Although the book is heavily footnoted, I found myself questioning its objectivity and what is being left out. Fraser acknowledges that many of her sources are prior biographies whose authors relied heavily upon opponents and critics of Mother Eddy as their primary sources of information. Yet she curiously dismisses allegations of bias raised by Christian Scientists against these sources. For example, she asserts that a biography was "fact-checked" and supported by "sworn affidavits." This does not, of course, answer the question of whether those who swore to the affidavits were biased or motivated by malice.
One must also question Fraser's apparent equation of personal character with truth. There is much to suggest that Mother Eddy was a poor mother to her child, that she drew many of her ideas from others, and that she was a domineering and power-seeking woman. Representatives of the Christian Science Church do appear to have used the power of the church to repress criticisms of it.

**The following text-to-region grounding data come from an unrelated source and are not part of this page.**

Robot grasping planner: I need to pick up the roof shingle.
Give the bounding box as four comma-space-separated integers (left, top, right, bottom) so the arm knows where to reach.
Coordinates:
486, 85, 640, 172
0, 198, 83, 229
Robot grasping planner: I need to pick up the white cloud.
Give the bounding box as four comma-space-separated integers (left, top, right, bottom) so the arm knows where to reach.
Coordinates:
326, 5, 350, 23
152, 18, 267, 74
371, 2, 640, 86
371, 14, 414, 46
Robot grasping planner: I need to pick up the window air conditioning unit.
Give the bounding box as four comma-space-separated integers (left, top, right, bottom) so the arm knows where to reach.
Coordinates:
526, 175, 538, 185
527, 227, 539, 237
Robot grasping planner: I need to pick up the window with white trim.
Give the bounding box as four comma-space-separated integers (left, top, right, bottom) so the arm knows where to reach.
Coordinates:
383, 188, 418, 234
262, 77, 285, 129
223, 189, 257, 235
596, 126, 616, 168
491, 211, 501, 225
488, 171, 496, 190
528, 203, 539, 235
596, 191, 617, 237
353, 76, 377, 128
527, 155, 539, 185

Nonetheless, the fallibility of the leaders of a movement does not necessarily disprove the validity of what they teach. The well-known accusation that Einstein plagiarized the work of his wife or a claim that he was not a good husband does not disprove the theory of relativity. Nonetheless, that seems to be the premise of Fraser's approach.
Fraser's cursory treatment of the claims made by contemporary practitioners of alternative health practices is even more curt, conclusory, and filled with cliché condemnations. For example, in attacking Larry Dossey's arguments about the effects of prayer on health, she simply opines: "Thousands of years of recorded human history have shown…that thoughts alone cannot kill".
Conflict between the indications of faith and conventional medicine is an important topic, but Fraser's book will do little to advance the discussion. For critics, like her, God's Perfect Child may give voice to their rage. For Christian Scientists, it will do little more than reaffirm their feelings of persecution by outsiders. For those of us in the middle, it is a missed opportunity to explore pressing issues in contemporary health care and religious freedom.